Swagger pulled him out of the S-2 bunker and out toward the perimeter.
“Come on, scream a little at me!”
“Huh?”
“Scream! So he notices us and gets an eyeful. I want him to know we’re back and tomorrow we’re going out again.”
“I don’t—”
“He’s out there. I guarantee you, he’s out there, in the grass, a hundred meters or so away, but don’t look at him.”
“He can—”
“He can’t do shit. If he shoots from this close, we’ll call in artillery and napalm. The squids’ll soak his ass in burning gas. And he knows it. He’s a sniper, not a kamikaze. The challenge ain’t just gunning me, no sir. It’s gunning me and going back to Hanoi to eat grilled pork, fuck a nice gal, and going home on the seven o’clock bus to
Moscow. But he’s there, setting up, planning. He’s reading the land, getting ready for us, figuring how to do us, the motherfucker. But we’re going to bust his ass.
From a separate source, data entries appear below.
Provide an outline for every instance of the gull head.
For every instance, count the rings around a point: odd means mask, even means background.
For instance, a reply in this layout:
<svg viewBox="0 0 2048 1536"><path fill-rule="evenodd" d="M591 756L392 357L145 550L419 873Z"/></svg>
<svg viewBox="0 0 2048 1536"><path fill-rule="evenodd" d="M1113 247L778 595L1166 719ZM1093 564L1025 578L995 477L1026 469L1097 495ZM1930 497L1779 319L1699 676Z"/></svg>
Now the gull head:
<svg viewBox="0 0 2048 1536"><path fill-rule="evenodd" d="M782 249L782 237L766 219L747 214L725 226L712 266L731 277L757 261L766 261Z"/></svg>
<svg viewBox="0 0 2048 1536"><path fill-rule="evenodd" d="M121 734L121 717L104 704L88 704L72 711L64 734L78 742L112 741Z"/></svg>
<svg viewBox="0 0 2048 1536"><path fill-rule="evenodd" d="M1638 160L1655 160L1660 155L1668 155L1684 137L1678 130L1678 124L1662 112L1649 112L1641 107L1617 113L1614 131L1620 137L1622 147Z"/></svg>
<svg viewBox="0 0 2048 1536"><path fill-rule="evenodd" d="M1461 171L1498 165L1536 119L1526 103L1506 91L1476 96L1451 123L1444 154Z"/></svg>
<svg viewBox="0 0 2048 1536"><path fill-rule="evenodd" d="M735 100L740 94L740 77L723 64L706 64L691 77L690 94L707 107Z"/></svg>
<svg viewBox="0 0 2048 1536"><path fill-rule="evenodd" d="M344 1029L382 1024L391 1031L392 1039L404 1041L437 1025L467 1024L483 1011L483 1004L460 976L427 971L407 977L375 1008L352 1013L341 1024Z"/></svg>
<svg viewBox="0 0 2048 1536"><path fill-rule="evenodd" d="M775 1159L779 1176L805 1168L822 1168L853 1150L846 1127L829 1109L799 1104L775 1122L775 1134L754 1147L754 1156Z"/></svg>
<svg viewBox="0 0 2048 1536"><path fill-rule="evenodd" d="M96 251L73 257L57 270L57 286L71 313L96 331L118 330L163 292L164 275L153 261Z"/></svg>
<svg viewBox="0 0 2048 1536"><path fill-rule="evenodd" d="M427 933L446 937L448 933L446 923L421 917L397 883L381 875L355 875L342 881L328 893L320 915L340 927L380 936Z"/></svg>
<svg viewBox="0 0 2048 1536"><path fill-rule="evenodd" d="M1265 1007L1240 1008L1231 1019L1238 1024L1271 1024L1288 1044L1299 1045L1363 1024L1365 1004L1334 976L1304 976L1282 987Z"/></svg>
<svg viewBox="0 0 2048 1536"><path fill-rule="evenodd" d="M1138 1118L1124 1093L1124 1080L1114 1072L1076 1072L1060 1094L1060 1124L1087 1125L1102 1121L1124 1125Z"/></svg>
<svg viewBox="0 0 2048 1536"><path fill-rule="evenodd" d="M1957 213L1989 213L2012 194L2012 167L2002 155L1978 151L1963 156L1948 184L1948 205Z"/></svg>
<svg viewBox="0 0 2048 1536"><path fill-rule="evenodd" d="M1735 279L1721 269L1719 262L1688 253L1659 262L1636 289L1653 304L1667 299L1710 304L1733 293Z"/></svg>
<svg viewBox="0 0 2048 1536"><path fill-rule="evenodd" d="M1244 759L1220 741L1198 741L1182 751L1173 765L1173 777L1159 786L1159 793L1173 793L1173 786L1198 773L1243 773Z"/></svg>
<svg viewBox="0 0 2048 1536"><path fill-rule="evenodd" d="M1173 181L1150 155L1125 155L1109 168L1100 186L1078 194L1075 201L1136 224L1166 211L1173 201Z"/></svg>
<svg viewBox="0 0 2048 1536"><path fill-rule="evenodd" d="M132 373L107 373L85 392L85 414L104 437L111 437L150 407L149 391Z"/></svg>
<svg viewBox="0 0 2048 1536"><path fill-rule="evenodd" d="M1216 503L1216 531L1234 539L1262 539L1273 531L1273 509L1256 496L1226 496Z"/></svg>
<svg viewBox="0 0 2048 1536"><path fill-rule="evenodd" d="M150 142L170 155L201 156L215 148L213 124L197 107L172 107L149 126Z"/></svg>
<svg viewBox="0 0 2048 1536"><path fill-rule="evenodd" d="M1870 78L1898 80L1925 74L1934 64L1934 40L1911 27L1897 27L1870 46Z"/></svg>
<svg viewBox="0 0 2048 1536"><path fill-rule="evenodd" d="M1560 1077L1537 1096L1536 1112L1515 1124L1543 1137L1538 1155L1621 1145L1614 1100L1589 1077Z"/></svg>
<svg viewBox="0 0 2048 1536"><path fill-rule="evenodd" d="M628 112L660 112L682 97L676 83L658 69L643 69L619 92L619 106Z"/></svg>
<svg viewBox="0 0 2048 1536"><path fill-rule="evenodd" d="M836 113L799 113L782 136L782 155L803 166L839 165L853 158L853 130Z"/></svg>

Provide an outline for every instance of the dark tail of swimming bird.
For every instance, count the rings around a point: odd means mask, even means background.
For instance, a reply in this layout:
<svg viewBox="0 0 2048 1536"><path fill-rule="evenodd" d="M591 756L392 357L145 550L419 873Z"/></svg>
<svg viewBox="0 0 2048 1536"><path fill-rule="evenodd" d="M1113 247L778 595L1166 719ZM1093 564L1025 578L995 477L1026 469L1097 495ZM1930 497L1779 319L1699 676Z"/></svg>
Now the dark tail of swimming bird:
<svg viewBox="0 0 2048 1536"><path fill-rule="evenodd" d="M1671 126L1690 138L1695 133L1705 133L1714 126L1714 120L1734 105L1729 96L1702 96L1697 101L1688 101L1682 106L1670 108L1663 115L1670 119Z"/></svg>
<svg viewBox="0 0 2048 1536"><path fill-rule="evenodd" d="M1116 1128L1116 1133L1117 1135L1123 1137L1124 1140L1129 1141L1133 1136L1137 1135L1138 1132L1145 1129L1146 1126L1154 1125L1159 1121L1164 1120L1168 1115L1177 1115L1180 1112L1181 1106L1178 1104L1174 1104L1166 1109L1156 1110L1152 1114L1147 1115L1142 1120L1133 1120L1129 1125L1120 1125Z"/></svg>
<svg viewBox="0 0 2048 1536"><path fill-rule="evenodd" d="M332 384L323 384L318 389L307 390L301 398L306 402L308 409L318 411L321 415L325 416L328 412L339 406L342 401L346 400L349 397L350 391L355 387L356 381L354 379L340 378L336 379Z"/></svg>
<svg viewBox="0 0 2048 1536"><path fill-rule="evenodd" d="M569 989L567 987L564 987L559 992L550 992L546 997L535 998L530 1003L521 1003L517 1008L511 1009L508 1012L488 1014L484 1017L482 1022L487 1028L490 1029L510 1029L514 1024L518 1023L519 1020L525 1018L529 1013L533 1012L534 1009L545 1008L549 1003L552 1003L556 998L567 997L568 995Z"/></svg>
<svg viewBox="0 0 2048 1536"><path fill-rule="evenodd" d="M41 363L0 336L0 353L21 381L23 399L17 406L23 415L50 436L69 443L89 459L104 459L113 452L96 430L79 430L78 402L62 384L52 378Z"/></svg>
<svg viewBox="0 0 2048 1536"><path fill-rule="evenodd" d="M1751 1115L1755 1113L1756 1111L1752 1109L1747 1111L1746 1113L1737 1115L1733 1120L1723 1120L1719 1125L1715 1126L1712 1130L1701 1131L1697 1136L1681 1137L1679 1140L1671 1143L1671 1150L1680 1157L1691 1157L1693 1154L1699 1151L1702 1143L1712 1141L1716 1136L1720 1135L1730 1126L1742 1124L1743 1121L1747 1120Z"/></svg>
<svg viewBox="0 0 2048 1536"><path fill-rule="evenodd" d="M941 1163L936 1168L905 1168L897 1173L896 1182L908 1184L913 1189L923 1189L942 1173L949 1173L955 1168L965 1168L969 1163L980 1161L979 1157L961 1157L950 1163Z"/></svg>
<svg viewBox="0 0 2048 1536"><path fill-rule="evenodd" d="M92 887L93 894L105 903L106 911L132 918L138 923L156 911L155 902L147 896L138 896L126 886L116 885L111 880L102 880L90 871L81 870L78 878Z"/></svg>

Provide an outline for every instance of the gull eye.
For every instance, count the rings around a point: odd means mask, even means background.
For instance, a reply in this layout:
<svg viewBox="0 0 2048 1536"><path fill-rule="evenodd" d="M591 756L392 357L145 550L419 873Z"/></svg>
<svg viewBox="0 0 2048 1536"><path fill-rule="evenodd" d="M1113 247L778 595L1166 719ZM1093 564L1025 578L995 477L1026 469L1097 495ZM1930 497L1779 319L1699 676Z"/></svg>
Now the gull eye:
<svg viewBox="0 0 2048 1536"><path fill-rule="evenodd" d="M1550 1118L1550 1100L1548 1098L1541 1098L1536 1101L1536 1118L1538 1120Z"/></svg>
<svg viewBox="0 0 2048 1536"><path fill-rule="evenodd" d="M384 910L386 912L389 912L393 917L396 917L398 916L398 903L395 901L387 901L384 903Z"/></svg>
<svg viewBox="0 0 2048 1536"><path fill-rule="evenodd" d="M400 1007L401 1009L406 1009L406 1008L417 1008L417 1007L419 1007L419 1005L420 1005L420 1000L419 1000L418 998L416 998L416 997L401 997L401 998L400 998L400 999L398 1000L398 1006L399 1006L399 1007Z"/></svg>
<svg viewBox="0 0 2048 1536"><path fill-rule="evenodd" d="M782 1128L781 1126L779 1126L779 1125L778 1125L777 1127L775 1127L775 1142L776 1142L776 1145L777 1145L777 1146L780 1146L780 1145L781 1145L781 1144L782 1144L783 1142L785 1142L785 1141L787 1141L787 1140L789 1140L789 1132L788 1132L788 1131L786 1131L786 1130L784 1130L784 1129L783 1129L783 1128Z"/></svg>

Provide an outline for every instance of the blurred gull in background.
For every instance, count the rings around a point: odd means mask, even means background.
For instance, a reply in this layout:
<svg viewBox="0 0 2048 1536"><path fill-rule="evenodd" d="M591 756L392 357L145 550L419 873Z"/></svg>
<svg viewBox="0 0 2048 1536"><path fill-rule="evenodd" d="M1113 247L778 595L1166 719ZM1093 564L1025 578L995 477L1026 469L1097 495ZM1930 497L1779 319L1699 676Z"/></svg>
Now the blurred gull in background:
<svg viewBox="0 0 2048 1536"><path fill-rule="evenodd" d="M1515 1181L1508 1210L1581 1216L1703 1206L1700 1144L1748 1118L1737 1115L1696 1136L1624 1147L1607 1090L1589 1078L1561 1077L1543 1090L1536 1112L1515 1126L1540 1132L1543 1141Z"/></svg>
Now, come on, yell.”
Donny got with the program.
T
he Russian finally opened his case, quickly assembled the parts with an oily clacking sound, until he had built what appeared to be a rifle.
“The Dragon,” he said.
Huu Co thought: does he think I’m a peasant from the South, soaked in buffalo shit and rice water?
He of course recognized the weapon as a Dragunov, the new Soviet-bloc sniper weapon as yet unknown to Vietnam. It was a semiauto, in the old Mosin-Nagant 7.62 × 54 caliber, a ten-round magazine, a mechanism based on the AK47’s, though it had a long, elegant barrel. It wore a skeletal stock that extended from a pistol grip. A short, electrically illuminated four-power scope squatted atop the receiver.
The sniper inserted the match rounds into the magazine, then inserted the magazine into the rifle. With a snap, he threw the bolt, chambering a round, flicked the safety on, then set the rifle down. Then he set to wrap the rifle in a thick tape to obscure the glint of its steel and the precision of its outline. As he wound, Huu Co talked to him.
“You do not need to zero?”
“The scope never left the receiver, so no, I don’t. In any event, it won’t be a long shot, as I have planned it. Possibly two hundred meters at the longest. The rifle holds to four inches at two hundred meters and I always shoot for the chest, never the head. The head shot is too difficult for a combat situation.”